Thursday, May 14, 2009

A Post-Modern Painting


Clearly, this is a post-modern painting, with its complete lack of color coherency and obvious intent to confuse, disjoint, and dissatisfy the viewer. And that is only the background color scheme. Do you see the dominant almost right half red as it is intercepted, possibly usurped, by a shard of green, which is a steeply declining triangle, that makes the powerful readiness of the nearly square red section a farce. The green literally turns the red into a joke. Let us discuss grotesque as we fasten our attention on the almost perfect white square stacked atop the almost perfectly black square. Dear Lord, what is going on here? Just when we get used to irregularity, just when the viewer is stimulated with disjuncted, post-modern scattered nonlinearity, coherency reigns supreme with two normal squares, stacked up on top of one another. This is similar to having boasting about a 50s-esque family living in San Francisco's homosexual Castro in the 70s. Do you understand how disjointed this entire painting happens to be? How many times it steps out of the post-modern parameter, teasing with more normalcy, only to stumble backward into more post-modernity. The whole painting is post-modern squared.

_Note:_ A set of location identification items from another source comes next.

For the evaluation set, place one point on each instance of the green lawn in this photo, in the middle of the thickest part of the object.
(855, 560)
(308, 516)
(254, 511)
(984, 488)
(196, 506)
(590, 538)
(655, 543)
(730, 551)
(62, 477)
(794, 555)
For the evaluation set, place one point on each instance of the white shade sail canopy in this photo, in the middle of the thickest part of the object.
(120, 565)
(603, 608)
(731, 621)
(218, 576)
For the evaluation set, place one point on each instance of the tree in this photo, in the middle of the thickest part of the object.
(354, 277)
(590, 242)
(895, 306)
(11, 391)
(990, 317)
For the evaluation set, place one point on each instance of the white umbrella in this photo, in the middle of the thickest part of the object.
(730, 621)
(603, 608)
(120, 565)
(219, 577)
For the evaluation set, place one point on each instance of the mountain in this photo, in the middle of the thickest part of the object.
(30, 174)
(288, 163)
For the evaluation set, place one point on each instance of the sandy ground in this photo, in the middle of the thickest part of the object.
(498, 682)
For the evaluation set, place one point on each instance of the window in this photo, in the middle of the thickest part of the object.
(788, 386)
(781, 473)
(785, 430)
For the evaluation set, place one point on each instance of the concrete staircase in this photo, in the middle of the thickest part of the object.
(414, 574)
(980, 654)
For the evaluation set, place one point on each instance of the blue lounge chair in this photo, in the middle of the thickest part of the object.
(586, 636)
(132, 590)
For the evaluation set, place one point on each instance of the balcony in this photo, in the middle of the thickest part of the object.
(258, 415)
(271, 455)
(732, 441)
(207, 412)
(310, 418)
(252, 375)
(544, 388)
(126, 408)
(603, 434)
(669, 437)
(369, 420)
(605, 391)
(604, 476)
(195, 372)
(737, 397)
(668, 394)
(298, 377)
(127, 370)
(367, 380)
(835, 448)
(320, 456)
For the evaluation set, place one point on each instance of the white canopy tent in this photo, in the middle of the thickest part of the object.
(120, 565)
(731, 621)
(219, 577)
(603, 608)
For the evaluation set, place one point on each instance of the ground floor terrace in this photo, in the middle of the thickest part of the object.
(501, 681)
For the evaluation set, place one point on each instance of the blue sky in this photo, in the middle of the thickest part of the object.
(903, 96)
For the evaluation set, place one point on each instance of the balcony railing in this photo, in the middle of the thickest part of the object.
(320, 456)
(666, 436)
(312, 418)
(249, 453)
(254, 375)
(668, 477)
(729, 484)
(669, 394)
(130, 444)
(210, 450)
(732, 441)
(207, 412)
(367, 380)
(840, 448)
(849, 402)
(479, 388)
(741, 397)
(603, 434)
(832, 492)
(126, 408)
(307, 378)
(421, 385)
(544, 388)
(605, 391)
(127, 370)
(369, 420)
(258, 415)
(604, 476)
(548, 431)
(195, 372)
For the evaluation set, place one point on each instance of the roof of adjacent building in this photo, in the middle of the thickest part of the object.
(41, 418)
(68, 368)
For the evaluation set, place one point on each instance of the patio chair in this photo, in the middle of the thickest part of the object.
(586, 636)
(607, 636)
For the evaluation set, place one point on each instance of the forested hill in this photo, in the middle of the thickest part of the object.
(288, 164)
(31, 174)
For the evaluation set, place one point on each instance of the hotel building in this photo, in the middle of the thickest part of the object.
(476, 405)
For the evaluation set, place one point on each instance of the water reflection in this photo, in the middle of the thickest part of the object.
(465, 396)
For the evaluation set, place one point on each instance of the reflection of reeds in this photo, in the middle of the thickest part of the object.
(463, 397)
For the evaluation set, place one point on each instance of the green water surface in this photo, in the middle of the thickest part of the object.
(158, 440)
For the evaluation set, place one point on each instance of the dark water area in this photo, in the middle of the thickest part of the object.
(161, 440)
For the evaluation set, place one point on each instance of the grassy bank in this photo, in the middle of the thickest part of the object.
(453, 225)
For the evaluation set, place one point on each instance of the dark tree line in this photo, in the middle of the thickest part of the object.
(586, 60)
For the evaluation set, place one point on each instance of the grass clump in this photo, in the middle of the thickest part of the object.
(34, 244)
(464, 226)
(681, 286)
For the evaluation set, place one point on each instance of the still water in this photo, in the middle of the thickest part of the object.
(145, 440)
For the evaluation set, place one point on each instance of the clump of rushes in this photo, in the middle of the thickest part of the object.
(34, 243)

So you ask, what shines through? The irregularity, or the coherency? Well, are you old school, or are you hip and post-modern-with-it? That may answer your question. But I say, let us see the crown. Have you seen the crown, hovering over that senselessly sensible color scheme? The crown establishes a state of power, of correction, and gives direction, as that is clearly where we are supposed to look for guidance and answers. Does the crown negate the entire color pattern background? Again, that depends on your modernly hip you are, or are not.